A sea of pink pooled around the entrance of the London Police Station late Tuesday afternoon. Friends, family and community members gathered to remember a lost loved one, and to take a stand on violence against women.
26 year old Josie Glenn was working in the sex industry when she was killed last month. The man facing two charges in connection with her case has had multiple complaints filed against him previously.
— XFM News (@XFMNews) November 27, 2017
The group rallied to march together to the Safe House on Rectory Street on behalf of Josie, and for women who have victims abuse. Posters were hand drawn, some reading “Justice for Josie”, while others held signs reading, “You are not alone”.

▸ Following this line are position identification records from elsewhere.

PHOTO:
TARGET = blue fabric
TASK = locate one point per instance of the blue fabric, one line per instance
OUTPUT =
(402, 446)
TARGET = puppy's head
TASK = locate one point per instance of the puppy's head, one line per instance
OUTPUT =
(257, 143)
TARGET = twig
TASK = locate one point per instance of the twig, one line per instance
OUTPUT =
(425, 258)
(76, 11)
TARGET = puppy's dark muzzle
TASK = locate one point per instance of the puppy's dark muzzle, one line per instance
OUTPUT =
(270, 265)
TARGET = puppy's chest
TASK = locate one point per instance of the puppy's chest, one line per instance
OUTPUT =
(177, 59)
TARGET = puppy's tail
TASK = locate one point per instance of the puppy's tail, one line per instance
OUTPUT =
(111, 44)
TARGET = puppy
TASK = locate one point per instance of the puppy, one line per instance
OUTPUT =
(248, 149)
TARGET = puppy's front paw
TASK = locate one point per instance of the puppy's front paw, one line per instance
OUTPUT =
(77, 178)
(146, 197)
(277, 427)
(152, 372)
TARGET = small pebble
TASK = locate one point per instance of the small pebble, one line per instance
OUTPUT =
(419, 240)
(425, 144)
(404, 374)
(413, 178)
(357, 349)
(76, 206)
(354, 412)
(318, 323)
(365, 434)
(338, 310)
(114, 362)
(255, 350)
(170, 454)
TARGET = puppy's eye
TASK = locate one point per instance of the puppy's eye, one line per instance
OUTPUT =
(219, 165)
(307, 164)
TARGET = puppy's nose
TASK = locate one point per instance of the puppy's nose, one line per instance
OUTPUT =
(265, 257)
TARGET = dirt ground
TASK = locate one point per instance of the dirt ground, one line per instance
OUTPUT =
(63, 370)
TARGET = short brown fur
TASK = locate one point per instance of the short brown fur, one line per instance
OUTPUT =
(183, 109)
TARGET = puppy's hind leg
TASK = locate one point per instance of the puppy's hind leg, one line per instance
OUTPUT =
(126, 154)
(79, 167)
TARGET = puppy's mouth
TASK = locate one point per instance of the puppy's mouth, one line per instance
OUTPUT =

Amiel Houghtson is a residential services manager for Anova, a shelter for women and children who have been abused. Houghtson was also a close friend of Glenn’s. Houghtson says working with abused women while balancing being the friend of a friend has proven to be difficult. She continues on to say that the process is complicated, but striving for communication that is timely would save women in the community.
“What is fast enough? What is soon enough? What is enough information? I still think we’re doing a disservice to our women and community when we just don’t do things in a timely manner. [We] don’t reach the extent and the depth that I think we’re capable of.”
London Safe Space recently opened up at the Rectory location to provide sex workers a place of comfort, to be free of judgement and to relax. They have communication lines where women can leave messages about dates, warning others about a client that didn’t pay or showed abusive behavior.
Janice Hammond was present along with Carol Morrison from UNIFOR Local 302. The women heard about the march and we’re keen on showing their support for women that are victims of abuse. Hammond says that it’s important to bring light to this topic, as she feels that some people may dismiss the conversation.
“I hate the fact that people turn a blind to women who are being abused. It would be wonderful if people would be more willing to support women in those situations. I find that it’s been almost socially acceptable for so many years and now that women are standing up and trying to bring attention to the fact that it’s not acceptable.”
Houghston says that people were asked to wear bright pink, as it was Glenn’s favourite colour.
“That was her personality. It’s a colour that’s going to get attention and its a colour that’s feminine and bright and beautiful, just like Josie was.”
Houghston stresses that it is important for her to keep repeating Glenn’s name, and to never forget the pain, and the level of fear in these situations.
“I think that it affects so much more than we can even wrap our heads around and i think we need to take this very seriously. I hate how Josie has been made an example of how serious this can get.”
25 year old Oluwatobi Boyede will appear in court this Friday. He is currently facing charges of second degree murder and offering an indignity to a body.